El drástico encarecimiento del dólar también viene haciendo su aporte a la mejora del desequilibrio de la cuenta corriente, por la doble vía de la baja en las importaciones y la reducción del déficit de turismo. Los datos del comercio exterior correspondientes a agosto ponen en evidencia una desaceleración en las compras externas (la tasa interanual de crecimiento pasó del 32% en enero al 9,6% en agosto). Sin embargo, dado el bajo dinamismo de las exportaciones, muy afectadas por la sequía, la desaceleración en las importaciones no alcanza para corregir un desequilibrio comercial que continúa siendo un 58% más alto que el del año pasado. La información del BCRA, por su parte, pone en evidencia el impacto de la devaluación sobre los gastos de turismo en el exterior que, en los últimos meses, han venido retrayéndose a ritmos del 30% mensual.

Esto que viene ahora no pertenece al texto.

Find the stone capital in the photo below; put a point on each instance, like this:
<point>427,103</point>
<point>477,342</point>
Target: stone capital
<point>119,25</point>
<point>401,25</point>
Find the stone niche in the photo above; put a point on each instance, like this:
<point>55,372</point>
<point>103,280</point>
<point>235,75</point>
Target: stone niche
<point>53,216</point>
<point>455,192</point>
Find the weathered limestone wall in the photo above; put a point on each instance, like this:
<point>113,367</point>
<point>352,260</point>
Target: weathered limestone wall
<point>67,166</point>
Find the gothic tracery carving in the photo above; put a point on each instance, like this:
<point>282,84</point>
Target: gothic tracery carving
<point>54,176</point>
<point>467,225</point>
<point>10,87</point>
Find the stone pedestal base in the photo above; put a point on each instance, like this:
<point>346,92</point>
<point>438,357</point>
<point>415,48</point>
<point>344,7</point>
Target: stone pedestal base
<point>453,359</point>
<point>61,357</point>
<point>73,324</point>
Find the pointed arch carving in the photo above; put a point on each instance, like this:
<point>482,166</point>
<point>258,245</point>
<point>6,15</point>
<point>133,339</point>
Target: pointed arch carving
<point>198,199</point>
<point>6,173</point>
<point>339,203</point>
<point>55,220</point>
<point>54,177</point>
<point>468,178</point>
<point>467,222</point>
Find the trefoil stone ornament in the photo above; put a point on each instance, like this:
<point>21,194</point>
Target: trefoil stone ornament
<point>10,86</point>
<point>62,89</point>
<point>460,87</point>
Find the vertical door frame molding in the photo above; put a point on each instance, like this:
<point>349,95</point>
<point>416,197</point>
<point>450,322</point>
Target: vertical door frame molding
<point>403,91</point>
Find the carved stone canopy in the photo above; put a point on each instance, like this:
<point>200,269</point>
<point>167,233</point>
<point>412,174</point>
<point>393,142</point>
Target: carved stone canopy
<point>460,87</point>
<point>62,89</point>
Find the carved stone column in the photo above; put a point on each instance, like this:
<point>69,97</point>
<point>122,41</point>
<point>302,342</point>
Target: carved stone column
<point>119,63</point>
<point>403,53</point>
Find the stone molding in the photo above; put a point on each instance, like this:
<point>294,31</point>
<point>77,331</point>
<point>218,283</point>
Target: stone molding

Desde nuestro punto de vista, el overshooting o sobre reacción cambiaria de los últimos meses debe interpretarse como un objetivo impulsado por el staff del FMI, actualmente a cargo de la gestión diaria de la política económica en la Argentina. Siguiendo las prescripciones del recetario ortodoxo, las decisiones en torno al mercado cambiario fueron acompañadas por una vuelta de tuerca en el torniquete monetario. Así, desde la firma del acuerdo (en junio) la tasa de interés de referencia del BCRA pasó del 40% al 60%, la circulación monetaria se redujo en términos reales y los encajes bancarios sobre los depósitos aumentaron en 16 puntos porcentuales. El desarme de las Lebacs, y su reemplazo por deuda del Tesoro a plazos algo más largos, constituye otro de los requerimientos planteados por el organismo. A ese paquete se suma ahora el objetivo de variación de base monetaria “cero”. En este nuevo experimento monetarista la tasa de interés, que se ira acomodando a esta meta, deja de tener techo.

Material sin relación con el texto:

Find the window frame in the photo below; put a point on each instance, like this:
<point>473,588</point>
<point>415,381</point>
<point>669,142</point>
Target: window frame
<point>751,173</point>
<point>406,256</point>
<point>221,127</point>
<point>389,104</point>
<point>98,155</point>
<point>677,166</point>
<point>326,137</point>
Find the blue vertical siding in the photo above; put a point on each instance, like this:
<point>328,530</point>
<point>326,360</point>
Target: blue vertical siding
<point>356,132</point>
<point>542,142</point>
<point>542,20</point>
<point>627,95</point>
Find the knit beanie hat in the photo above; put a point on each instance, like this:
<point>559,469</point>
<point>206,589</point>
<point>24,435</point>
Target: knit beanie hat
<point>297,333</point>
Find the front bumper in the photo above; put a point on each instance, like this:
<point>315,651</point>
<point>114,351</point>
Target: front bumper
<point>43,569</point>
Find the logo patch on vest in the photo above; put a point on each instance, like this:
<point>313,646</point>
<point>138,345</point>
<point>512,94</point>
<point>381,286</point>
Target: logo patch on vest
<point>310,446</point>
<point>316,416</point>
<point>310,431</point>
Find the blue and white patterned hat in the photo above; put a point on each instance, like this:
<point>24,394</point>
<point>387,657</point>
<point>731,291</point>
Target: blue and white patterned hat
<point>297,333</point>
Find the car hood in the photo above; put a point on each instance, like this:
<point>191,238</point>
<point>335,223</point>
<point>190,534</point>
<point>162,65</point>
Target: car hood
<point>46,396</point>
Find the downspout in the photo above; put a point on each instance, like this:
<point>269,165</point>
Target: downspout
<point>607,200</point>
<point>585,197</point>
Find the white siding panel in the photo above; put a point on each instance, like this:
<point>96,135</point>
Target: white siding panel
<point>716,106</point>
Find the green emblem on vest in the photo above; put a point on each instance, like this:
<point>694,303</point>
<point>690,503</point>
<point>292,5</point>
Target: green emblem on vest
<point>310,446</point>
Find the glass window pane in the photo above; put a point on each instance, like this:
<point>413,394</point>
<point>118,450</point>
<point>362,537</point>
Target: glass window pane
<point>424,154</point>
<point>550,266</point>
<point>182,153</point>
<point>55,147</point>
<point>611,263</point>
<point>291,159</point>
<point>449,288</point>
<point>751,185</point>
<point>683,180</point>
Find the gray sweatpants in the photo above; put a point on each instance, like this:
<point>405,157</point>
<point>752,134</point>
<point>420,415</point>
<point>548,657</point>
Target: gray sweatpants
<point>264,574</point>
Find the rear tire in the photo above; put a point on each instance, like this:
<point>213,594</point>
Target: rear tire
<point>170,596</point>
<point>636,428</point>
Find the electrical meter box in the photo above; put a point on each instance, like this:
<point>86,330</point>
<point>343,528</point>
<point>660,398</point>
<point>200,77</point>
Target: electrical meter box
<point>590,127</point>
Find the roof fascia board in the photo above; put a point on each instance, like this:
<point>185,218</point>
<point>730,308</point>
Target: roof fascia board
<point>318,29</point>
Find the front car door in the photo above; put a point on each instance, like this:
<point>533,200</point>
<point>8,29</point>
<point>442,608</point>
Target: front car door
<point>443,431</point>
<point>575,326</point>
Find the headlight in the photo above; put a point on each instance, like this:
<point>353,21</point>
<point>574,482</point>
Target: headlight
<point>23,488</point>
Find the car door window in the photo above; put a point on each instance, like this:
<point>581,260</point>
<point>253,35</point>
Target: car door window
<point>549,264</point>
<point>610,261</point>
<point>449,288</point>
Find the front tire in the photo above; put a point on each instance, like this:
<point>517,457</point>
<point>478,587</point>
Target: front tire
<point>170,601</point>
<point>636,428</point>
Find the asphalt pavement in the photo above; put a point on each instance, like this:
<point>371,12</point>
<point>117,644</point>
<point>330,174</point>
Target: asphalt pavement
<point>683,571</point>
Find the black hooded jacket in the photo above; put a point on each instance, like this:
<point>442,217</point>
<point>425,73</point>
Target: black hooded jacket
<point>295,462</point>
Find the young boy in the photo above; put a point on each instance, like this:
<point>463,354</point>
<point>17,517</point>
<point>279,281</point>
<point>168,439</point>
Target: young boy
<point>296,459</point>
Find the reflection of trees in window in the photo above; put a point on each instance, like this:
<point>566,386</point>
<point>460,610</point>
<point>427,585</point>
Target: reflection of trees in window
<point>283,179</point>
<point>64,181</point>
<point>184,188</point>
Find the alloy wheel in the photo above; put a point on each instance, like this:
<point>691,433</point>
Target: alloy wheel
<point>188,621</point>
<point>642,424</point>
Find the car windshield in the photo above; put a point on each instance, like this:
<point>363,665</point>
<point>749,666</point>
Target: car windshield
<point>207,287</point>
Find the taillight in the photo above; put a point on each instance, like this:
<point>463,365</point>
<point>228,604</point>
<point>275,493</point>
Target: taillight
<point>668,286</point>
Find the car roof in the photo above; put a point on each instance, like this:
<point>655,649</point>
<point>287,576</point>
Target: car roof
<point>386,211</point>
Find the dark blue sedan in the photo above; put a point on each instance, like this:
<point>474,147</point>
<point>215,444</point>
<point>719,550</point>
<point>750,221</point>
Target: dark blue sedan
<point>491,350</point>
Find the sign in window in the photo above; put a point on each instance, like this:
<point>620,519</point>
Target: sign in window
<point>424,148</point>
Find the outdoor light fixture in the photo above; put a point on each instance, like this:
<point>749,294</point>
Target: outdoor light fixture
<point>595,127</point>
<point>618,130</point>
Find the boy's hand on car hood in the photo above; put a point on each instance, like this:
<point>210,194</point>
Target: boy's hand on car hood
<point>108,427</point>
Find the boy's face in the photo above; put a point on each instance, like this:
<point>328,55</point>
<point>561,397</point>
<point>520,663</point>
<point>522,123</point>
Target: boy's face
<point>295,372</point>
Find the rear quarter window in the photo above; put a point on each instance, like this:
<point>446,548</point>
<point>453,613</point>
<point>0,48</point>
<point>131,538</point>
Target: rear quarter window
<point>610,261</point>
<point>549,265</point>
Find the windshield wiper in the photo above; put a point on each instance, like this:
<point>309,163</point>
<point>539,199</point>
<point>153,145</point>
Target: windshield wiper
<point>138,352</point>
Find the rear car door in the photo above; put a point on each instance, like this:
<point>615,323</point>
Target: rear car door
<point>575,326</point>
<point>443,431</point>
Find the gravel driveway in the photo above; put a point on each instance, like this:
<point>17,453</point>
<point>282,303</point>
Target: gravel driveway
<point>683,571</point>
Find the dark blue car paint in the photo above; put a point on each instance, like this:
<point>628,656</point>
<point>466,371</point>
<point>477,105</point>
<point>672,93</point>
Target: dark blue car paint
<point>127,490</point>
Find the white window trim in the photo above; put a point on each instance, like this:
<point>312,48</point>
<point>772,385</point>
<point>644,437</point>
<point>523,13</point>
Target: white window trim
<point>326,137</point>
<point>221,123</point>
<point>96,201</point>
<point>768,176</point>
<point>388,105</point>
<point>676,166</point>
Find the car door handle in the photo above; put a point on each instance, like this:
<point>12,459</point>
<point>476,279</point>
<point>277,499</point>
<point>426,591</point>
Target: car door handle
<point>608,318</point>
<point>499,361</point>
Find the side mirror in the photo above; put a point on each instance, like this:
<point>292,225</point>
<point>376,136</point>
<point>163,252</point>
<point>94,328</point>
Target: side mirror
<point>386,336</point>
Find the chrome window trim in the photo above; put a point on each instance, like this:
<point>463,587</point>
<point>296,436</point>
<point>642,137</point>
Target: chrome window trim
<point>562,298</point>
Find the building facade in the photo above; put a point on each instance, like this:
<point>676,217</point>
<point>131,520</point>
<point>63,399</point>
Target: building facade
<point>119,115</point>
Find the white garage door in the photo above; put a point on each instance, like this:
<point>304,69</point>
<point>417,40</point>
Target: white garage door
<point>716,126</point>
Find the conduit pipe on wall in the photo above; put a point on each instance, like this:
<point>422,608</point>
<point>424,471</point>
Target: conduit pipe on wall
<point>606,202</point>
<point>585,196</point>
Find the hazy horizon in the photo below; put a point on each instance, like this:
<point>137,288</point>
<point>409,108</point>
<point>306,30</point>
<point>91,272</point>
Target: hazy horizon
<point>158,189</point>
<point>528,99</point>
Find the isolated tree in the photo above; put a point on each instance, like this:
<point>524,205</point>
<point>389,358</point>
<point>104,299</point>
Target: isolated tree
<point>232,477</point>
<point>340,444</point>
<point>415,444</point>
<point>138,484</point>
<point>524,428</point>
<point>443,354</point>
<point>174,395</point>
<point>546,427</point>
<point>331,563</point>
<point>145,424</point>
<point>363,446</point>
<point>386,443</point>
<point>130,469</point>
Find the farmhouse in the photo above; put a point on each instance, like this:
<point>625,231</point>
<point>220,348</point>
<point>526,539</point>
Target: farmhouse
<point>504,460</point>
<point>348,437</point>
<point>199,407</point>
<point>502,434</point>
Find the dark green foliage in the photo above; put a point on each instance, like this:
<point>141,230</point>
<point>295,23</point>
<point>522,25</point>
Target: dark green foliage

El drástico recorte del gasto primario, reconocido como uno de los más severos en su largo historial de programas de ajuste, corona la estrategia del FMI. Como no podía ser de otra manera, la contracara de esta combinación de políticas es el ingreso en una fase recesiva sin horizonte de reversión a la vista. Desde la lógica ortodoxa, la contracción de la actividad económica resulta funcional al objetivo de forzar un cambio de signo en el resultado de la balanza comercial y desinflar las presiones inflacionarias. Ambas “desgracias con suerte” están descriptas en el informe elaborado por el FMI.
Lo cierto es que, en tan solo tres meses, se pasó de un escenario base que proyectaba tasas de crecimiento del PIB del 0,4% y 1,5% en 2018 y 2019, respectivamente, a las hipótesis recientemente planteadas en el proyecto de Presupuesto 2019 que pronostican una contracción del nivel de actividad del 2,4% para este año y del 0,5% para el próximo. Las estimaciones, una vez más, lucen optimistas. En particular la proyección para el año 2019, dado que solo el efecto estadístico de arrastre de 2018 dejaría inercialmente una variación negativa superior al 2%. Como es habitual en el pensamiento mágico que caracteriza a los enfoques ortodoxos, la vuelta del crecimiento estaría fundamentalmente cimentada en la recuperación de la confianza de los mercados frente a la buena letra del Gobierno argentino.